2012-06-13 Thread Justin Case
- Original Message -

 From: Ulrich Eckhardt ulrich.eckha...@dominolaser.com
 
 Sorry, but I'm afraid I didn't get across what I wanted to say. 

Correct. Let me simplify again my test case:
1. I run svn update
2. svn update finds a file in use, aborts
3. I free the file, oops it seems I have to cleanup

Why should I have to cleanup??? 
svn update (see point 2) KNEW the file is in use, so instead of leaving locks 
around it could just have skipped that file and print a message that not 
everything have been updated.
JC



Re: Cleanup needed after failed update

2012-06-13 Thread Nico Kadel-Garcia
On Wed, Jun 13, 2012 at 6:20 AM, Justin Case send_lotsa_spam_h...@yahoo.com
 wrote:

 - Original Message -

  From: Ulrich Eckhardt ulrich.eckha...@dominolaser.com
 
  Sorry, but I'm afraid I didn't get across what I wanted to say.

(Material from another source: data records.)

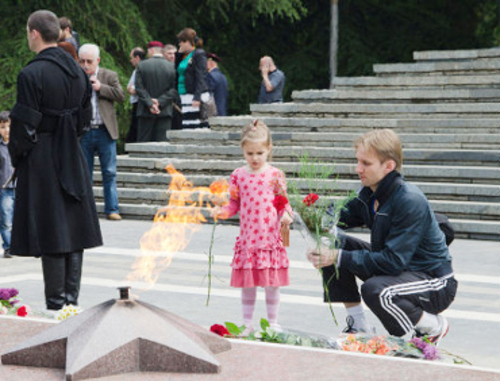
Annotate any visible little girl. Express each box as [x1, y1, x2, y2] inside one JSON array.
[[212, 119, 293, 334]]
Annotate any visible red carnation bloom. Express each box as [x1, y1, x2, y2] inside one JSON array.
[[210, 324, 231, 337], [303, 193, 319, 206], [16, 305, 28, 317], [273, 195, 289, 213]]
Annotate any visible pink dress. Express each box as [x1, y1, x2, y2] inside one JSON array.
[[221, 165, 292, 288]]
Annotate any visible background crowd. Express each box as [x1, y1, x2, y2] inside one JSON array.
[[2, 1, 495, 153]]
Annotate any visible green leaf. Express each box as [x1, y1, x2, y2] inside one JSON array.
[[224, 321, 243, 336], [260, 318, 270, 331]]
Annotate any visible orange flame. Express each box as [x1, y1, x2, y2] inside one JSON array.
[[127, 164, 229, 288]]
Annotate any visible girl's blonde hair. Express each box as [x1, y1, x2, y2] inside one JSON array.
[[240, 119, 272, 148]]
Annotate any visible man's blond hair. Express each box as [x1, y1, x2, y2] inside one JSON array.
[[354, 129, 403, 171]]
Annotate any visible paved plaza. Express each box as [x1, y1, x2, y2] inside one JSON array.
[[1, 218, 499, 372]]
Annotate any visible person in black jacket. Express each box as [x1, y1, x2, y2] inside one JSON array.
[[307, 129, 457, 346], [206, 52, 229, 116], [9, 10, 102, 312], [135, 41, 177, 142], [175, 28, 210, 129]]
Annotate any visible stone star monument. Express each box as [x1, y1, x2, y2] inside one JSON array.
[[1, 287, 231, 380]]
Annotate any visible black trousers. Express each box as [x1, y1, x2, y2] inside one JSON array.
[[321, 235, 458, 336], [125, 103, 138, 143], [137, 117, 171, 142], [41, 251, 83, 310]]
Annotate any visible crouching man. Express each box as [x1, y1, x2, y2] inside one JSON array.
[[307, 129, 457, 345]]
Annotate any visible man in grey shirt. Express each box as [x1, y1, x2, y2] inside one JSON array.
[[257, 56, 285, 104]]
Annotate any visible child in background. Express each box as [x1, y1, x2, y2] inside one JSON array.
[[212, 119, 293, 334], [0, 111, 15, 258]]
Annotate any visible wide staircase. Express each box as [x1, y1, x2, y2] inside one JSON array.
[[94, 47, 500, 241]]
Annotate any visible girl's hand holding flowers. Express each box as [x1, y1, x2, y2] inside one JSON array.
[[210, 206, 222, 218], [307, 245, 339, 269], [210, 206, 229, 220]]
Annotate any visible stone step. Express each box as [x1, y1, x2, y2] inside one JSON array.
[[95, 172, 500, 202], [124, 143, 500, 167], [291, 88, 500, 104], [250, 102, 500, 119], [373, 59, 500, 77], [413, 48, 500, 62], [93, 187, 500, 220], [163, 129, 500, 149], [94, 201, 500, 241], [112, 157, 500, 184], [208, 116, 500, 133], [330, 74, 500, 90]]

 Correct. Let me simplify again my test case:
 1. I run svn update
 2. svn update finds a file in use, aborts
 3. I free the file, oops it seems I have to cleanup

 Why should I have to cleanup???
 svn update (see point 2) KNEW the file is in use, so instead of leaving
 locks around it could just have skipped that file and print a message that
 not everything have been updated.
 JC




To detect a locked file as a safe change to reject and fail on, wouldn't
Subversion have to know quite a bit about the underlying filesystem? This
can be surprisiingly difficult, and is partly why lock files exist, to
abstract that subtle knowledge into a more tangible no, we're not kidding,
leave this alone while we're doing atomic operations stage. I'm not saying
it's infeasible, just potentially more comlicated than you may realize.


Re: Cleanup needed after failed update

2012-06-13 Thread Johan Corveleyn
On Wed, Jun 13, 2012 at 12:20 PM, Justin Case
send_lotsa_spam_h...@yahoo.com wrote:
 - Original Message -

 From: Ulrich Eckhardt ulrich.eckha...@dominolaser.com

 Sorry, but I'm afraid I didn't get across what I wanted to say.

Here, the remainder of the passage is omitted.